A growing number of journalists have been kidnapped, taken to buildings seized in Slovyansk, and tortured, including Simon Ostrovsky from the U.S.-based Vice News and Irma Krat, editor-in-chief of Hidden Truth TV and the leader of a women’s self-defense unit on the Maidan in Kiev.

Vasily Sergiyenko, a journalist in Korsun-Shevchenkivskiy and active member of Automaidan, a movement of car drivers against Yanukovych, was abducted from his home April 4, taken to a nearby forest, stabbed and beaten, and buried after his head had been severed.

Ponomaryov’s forces also kidnapped seven U.N. military inspectors with the Organization for Security and Cooperation in Europe, and paraded them before the press April 27. They also grabbed three members of Ukraine’s federal security service, known as the SBU, in Horlivka when they tried to make an arrest in the murder of councilman Rybak.

On April 28 gunmen shot Gennady Kernes, mayor of Kharkiv, a former supporter of Yanukovych who had been backing reconciliation with the new government in Kiev. He is still alive in an induced coma.

After a pro-Ukraine rally of 2,000 gathered in Donetsk April 28, dozens of thugs armed with bats, metal rods, knives and smoke bombs appeared and attacked. More than 10 protesters were taken to the hospital. Local cops stood aside and some handed over their riot shields to the thugs, who returned them to police after the assault. Five supporters of the city’s Shakhtar (Miner) Donetsk soccer team who were defending the rally were taken hostage for a day.

Russian commandos move in

Thirty armed commandos drove in minivans from Slovyansk to Konstyantynivka April 28 and, with no opposition from local cops, took over the police station. The next day they seized the regional administration building in Luhansk, a provincial capital of 465,000. Again, local cops stood aside.
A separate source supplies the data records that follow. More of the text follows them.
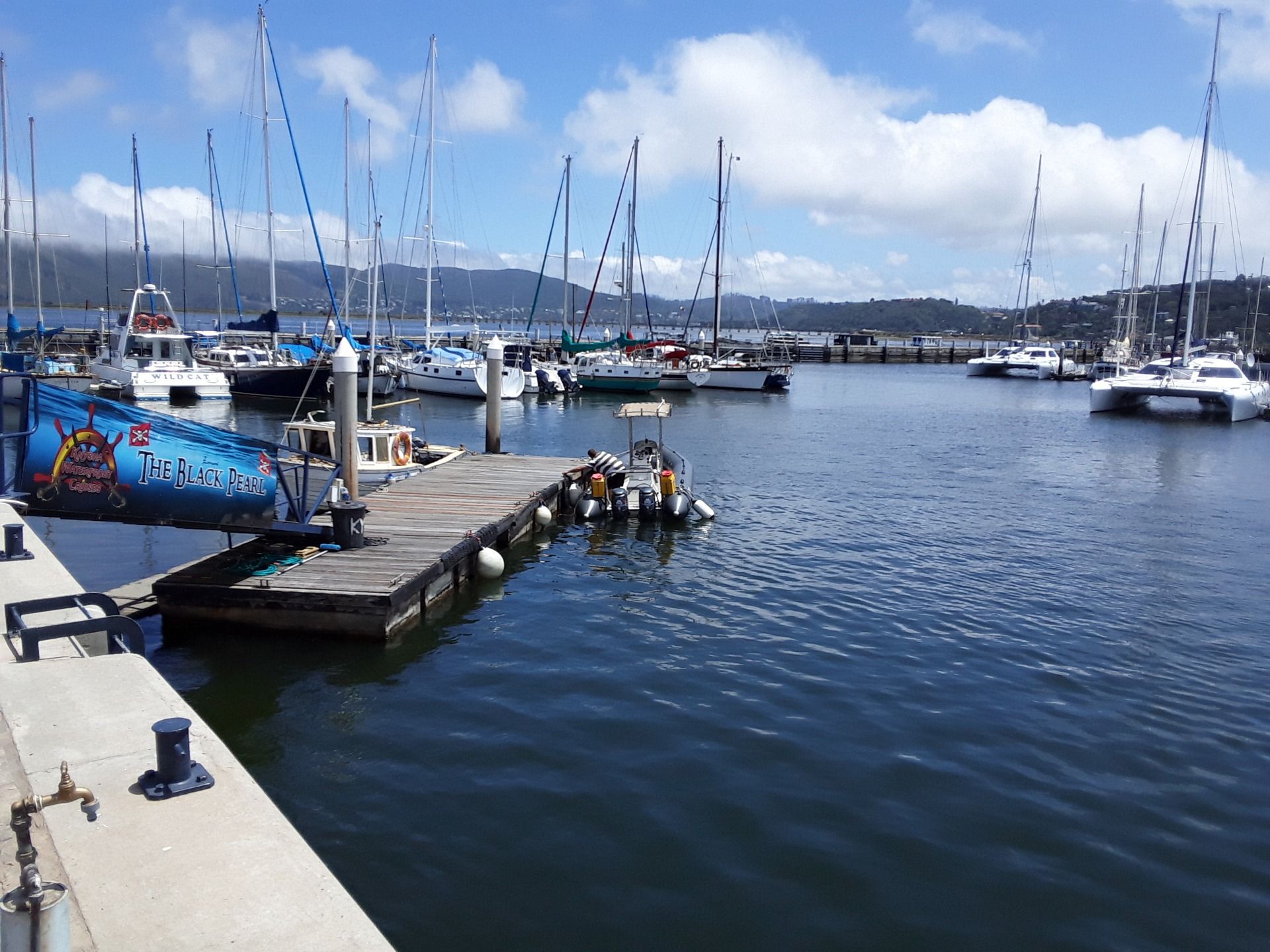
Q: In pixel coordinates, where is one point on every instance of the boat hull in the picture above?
(280, 382)
(163, 385)
(461, 381)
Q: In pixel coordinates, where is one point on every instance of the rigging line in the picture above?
(225, 227)
(142, 205)
(607, 239)
(546, 251)
(643, 286)
(291, 135)
(701, 277)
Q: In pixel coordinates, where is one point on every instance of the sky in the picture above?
(882, 149)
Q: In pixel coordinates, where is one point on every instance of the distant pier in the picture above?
(423, 532)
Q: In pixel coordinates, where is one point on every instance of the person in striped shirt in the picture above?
(613, 469)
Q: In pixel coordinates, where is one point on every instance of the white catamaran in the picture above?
(1212, 379)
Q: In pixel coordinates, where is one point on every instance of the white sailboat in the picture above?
(1025, 354)
(447, 371)
(734, 371)
(146, 354)
(609, 367)
(1213, 380)
(1121, 354)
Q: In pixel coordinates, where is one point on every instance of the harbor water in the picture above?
(958, 666)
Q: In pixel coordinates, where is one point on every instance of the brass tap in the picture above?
(22, 810)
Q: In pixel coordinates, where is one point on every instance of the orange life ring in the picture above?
(402, 448)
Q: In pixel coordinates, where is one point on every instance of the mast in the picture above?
(349, 240)
(432, 139)
(4, 147)
(1130, 324)
(1208, 292)
(370, 219)
(567, 311)
(1256, 310)
(106, 239)
(718, 253)
(630, 258)
(34, 238)
(216, 258)
(1197, 222)
(1025, 278)
(136, 212)
(1155, 300)
(375, 301)
(269, 175)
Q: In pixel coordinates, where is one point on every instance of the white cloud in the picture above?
(77, 88)
(346, 74)
(218, 59)
(486, 100)
(958, 32)
(835, 147)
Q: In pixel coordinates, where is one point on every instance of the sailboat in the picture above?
(1024, 353)
(146, 354)
(254, 370)
(605, 365)
(448, 371)
(1121, 354)
(734, 371)
(1213, 380)
(45, 367)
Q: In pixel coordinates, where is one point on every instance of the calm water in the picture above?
(956, 666)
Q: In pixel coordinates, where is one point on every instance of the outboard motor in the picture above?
(676, 506)
(619, 503)
(589, 508)
(647, 503)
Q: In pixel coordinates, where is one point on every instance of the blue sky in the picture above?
(887, 149)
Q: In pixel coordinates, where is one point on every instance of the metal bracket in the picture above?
(124, 635)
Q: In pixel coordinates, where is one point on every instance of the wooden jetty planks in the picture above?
(425, 534)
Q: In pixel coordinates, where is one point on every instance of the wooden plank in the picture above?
(432, 524)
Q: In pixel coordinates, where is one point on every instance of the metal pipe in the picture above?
(345, 374)
(494, 397)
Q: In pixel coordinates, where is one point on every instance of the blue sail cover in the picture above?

The credit for a number of these operations has been taken by a Russian military intelligence operative who goes by the name Igor Strelkov. He was first identified by the Ukrainian SBU in mid-April as an operative code-named “Shooter,” who was taped directing pro-Moscow provocations.

Strelkov introduced himself to the press April 27 as the commander of the Slovyansk militia. “The platoon that came to Slovyansk with me was formed in Crimea, I won’t pretend to conceal that,” he said. Many have previous combat experience, he said, in Chechnya, Central Asia and a few in Syria.

The SBU reported that Strelkov flew from Russia to Crimea Feb. 26, the day pro-Moscow paramilitary troops seized the parliament building there.

“Those who brandish weapons now think they have all the power,” one woman told the Journal, “and they appoint their own mayor.”

What will happen to anyone who stands against you? Elizaveta Antonova, a reporter from Gazeta.ru, asked Slovyansk “mayor” Ponomaryov April 24. “The liquidation will occur,” he replied.

“What do you plan to do with people who consider themselves part of Ukraine?” she asked. “Let them stay,” he said, “but let them keep a low profile and behave themselves quietly.”

Call for workers’ self-defense

The miner-led Donbass Self Defense Battalion issued an appeal April 28 to Ukrainian Minister of Internal Affairs Arsen Avakov: “We call on you to involve Ukrainian patriots extensively to resolve this situation, help establish volunteer formations, coordinate our activities with those of the National Guard, and immediately give us arms.”

In the eastern cities of Krivii Rih, Odessa, Dnepropetrovsk and others local volunteer units have helped prevent pro-Moscow bands from taking over government buildings or carrying out other provocations.

“Despite everything there is already a guerrilla struggle,” Volinko told the Moscow Echo. “While the central government is sitting on the fence people are resisting.”